Just a couple of things.
1. I think we can stand down on any concerns that a power conference team or Wichita State (or VCU, who can't play Duke anyway) will fall to a 12. There are no longer any power conference teams listed as 12s on the bracket matrix, since one-bid leagues now fill every spot from 12 to 16 as well as an 11 (most likely UALR). It's somewhat likelier, though still really unlikely, that Duke would drop to a 6. If so, everything is on the table--this field has about a dozen teams that are plausible 11 seeds.
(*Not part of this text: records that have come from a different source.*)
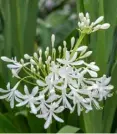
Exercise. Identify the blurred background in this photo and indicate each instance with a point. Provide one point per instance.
(26, 25)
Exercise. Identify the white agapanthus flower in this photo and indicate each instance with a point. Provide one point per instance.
(11, 94)
(86, 26)
(29, 99)
(65, 80)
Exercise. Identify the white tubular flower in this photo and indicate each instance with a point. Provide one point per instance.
(70, 61)
(78, 100)
(103, 87)
(54, 108)
(29, 99)
(85, 26)
(14, 66)
(64, 77)
(10, 94)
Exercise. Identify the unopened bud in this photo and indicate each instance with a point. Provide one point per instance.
(22, 61)
(33, 62)
(53, 39)
(35, 56)
(72, 42)
(27, 57)
(99, 20)
(105, 26)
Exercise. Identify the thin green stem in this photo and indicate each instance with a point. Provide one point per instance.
(23, 79)
(78, 43)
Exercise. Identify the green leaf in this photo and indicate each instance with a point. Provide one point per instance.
(29, 34)
(69, 129)
(6, 126)
(36, 124)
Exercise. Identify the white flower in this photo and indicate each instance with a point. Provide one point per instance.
(70, 61)
(103, 87)
(14, 65)
(29, 99)
(10, 94)
(78, 100)
(53, 108)
(86, 26)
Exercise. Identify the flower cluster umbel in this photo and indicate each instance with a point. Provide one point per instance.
(64, 80)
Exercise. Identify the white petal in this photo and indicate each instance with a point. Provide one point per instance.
(57, 118)
(35, 90)
(48, 121)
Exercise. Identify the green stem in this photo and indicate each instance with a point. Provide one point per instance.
(23, 79)
(78, 43)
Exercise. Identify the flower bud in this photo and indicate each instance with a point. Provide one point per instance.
(64, 43)
(4, 58)
(59, 49)
(105, 26)
(35, 56)
(22, 61)
(99, 20)
(72, 42)
(33, 62)
(40, 52)
(27, 57)
(87, 15)
(53, 39)
(81, 16)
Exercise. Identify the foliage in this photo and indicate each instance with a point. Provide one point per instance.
(24, 27)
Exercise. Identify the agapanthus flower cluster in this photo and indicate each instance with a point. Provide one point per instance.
(62, 79)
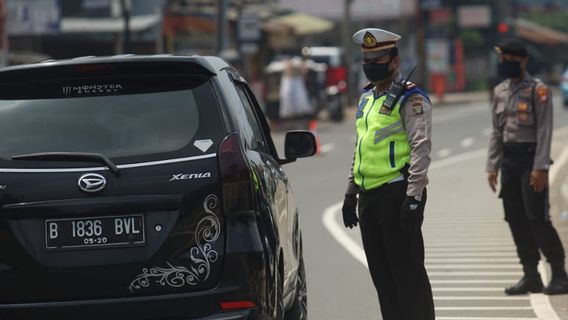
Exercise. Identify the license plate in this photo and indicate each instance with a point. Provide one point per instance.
(94, 232)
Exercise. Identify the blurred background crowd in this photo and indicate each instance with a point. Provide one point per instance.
(273, 41)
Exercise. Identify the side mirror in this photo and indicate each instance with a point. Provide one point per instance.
(299, 144)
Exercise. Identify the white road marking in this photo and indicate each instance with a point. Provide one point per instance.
(462, 289)
(481, 309)
(540, 303)
(471, 281)
(470, 260)
(475, 273)
(444, 153)
(491, 250)
(456, 115)
(473, 266)
(340, 234)
(467, 142)
(470, 254)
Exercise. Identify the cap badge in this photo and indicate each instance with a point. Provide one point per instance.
(369, 40)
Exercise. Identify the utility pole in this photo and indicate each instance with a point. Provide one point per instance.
(347, 44)
(221, 26)
(125, 9)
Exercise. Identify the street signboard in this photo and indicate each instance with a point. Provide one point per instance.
(33, 17)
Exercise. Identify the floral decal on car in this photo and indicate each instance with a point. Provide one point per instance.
(201, 257)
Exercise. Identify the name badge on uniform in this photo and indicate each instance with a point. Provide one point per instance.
(362, 105)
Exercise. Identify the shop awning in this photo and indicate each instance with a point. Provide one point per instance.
(539, 34)
(108, 25)
(297, 23)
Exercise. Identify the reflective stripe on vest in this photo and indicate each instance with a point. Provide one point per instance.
(382, 147)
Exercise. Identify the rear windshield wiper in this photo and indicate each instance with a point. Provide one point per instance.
(69, 156)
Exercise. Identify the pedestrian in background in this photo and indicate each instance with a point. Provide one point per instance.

2. There are four plausible first round sites for Duke as a 4-5 seed, since Raleigh/Des Moines/St. Louis/Brooklyn will all be taken up by teams seeded 1-3. If Duke is a 4, my hunch is they would get Providence (based on geography) or Denver (to help fill up the 19,000 seat arena). If Duke's a 5, then they go where the 4 goes: Providence if it's Maryland, OKC if it's TAMU, Denver if it's Utah, etc. I don't want Denver--the thought of Marshall playing his 35-40 minutes at high altitude is awful.
3. Some people are talking about Duke being in UNC's region or Virginia's, which I guess does not violate any bracket principle, but it seems highly unlikely to me. That leaves only Kansas' Midwest region or MSU's West region. So I would say it's like an 85-90% chance Duke is a 4/5 in the Midwest or West, with 5 way more likely than 4.